A part ça, j'aime toujours autant les mouvements lents des sonates violon clavecin (surtout ceux de la do mineur).

28 novembre 2011

Padmore et Fellner dans Winterreise

Il ya quelque chose de fantastique dans les aigüs de Mark Padmore.... quelque chose de déchirant, parfois, qui le rapproche de l'idiot de Boris (c'est un compliment). En tous cas, quelle palette de couleurs, du blanc évanescent au charnu et fruité. Et quelle science de la construction -  aucune afféterie aux endroits habituels, les Krähe, bellen et autres balises - mais une progression continue vers les climax (Grabe dans die Krähe), un pas en avant pour marquer la dernière strophe du Leiermann..... C'est un voyage très différent de celui de certaines de mes versions favorites (en vrac Fassbänder, Fischer-Dieskau, Prégardien, Goerne), mais c'est une version sérieuse, sans esbrouffe, qui force en permanence l'attention.

spotify: Auf dem Flusse

16 novembre 2011

Bartok Salonen au TCE

Programme de rêve:

Musique pour cordes, percussion et célesta. Une vieille fréquentation, une musique qui me met toujours en transe (et ça n'a pas raté ce soir, palpitations, le grand tralala)

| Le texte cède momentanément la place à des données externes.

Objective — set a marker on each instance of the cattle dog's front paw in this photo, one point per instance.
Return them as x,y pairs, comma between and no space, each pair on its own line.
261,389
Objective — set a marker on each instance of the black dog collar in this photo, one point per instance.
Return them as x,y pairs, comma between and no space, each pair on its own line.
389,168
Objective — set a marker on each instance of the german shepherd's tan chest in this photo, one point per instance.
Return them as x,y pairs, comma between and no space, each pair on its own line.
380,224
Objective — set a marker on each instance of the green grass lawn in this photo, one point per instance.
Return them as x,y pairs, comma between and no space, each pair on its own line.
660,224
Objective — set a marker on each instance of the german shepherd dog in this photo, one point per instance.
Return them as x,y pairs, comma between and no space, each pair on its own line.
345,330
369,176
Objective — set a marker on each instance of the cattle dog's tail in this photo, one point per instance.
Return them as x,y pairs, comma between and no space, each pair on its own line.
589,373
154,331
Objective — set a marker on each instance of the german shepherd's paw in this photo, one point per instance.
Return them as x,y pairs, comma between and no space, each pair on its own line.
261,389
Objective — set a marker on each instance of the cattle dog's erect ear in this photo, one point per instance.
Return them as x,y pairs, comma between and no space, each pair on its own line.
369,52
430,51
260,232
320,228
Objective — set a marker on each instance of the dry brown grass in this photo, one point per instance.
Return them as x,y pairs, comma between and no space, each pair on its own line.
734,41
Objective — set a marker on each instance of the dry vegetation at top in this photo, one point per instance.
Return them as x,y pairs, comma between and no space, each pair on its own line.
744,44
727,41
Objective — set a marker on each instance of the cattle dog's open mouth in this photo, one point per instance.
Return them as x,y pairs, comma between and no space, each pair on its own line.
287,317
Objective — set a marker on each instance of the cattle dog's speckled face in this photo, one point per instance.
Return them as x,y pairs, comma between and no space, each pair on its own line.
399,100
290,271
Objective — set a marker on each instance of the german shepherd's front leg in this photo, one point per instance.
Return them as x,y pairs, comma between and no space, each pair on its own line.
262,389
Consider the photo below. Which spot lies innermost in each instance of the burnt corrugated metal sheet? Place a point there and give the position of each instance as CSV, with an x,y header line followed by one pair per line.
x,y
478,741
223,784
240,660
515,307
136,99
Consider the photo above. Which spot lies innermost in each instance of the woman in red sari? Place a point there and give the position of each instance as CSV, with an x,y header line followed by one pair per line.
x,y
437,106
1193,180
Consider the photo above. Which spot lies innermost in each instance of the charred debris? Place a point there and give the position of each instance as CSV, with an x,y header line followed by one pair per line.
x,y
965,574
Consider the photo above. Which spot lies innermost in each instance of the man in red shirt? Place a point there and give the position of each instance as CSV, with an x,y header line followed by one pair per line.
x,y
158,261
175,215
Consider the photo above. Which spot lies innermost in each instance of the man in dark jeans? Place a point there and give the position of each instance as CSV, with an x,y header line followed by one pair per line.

  • 1er mouvement: une exploration chromatique du cycle des quintes, mais je l'ai aussi entendu comme quelque chose de très physique, l'échauffement d'un orchestre à cordes: ça commence par les altos pianissimo en sourdine (dirigés à la croche par Salonen, c'est du sérieux), et ça monte progressivement jusqu'à une musique très tendue, très nouée. Et miraculeusement, ça se dénoue (comme après un massage réussi).... le moment juste avant la première occurrence du célesta qui vient tout flouter est incroyable, cordes dans l'aigu, harmonies douces, dénervées....
  • 2ième mouvement: je suis toujours dingue du moment bulgare à coups de fouet (2'40" sur le lien), mais la coda est incroyable aussi: la timbale donne des coups (sol-do) pour essayer de canaliser le troupeau des doubles croches des violons (qui n'arrivent plus à s'arrêter). SOL-DO, bordel. J'ai dit.
  • 3ième mouvement: le mouvement nocturne et poétique où l'on se convainc que Bartok est un dieu. Salonen prend le temps d'installer chacune des petites machinations sonores (mais Marguerite Gautier, au second balcon, n'apprécie pas et le fait savoir en crachant ses poumons au moment crucial, quelle sale bête).
  • 4ième mouvement: le rondo finale, dirigé de façon particulièrement souple (les ralentis sont TRES ralentis) et swingante. La fête.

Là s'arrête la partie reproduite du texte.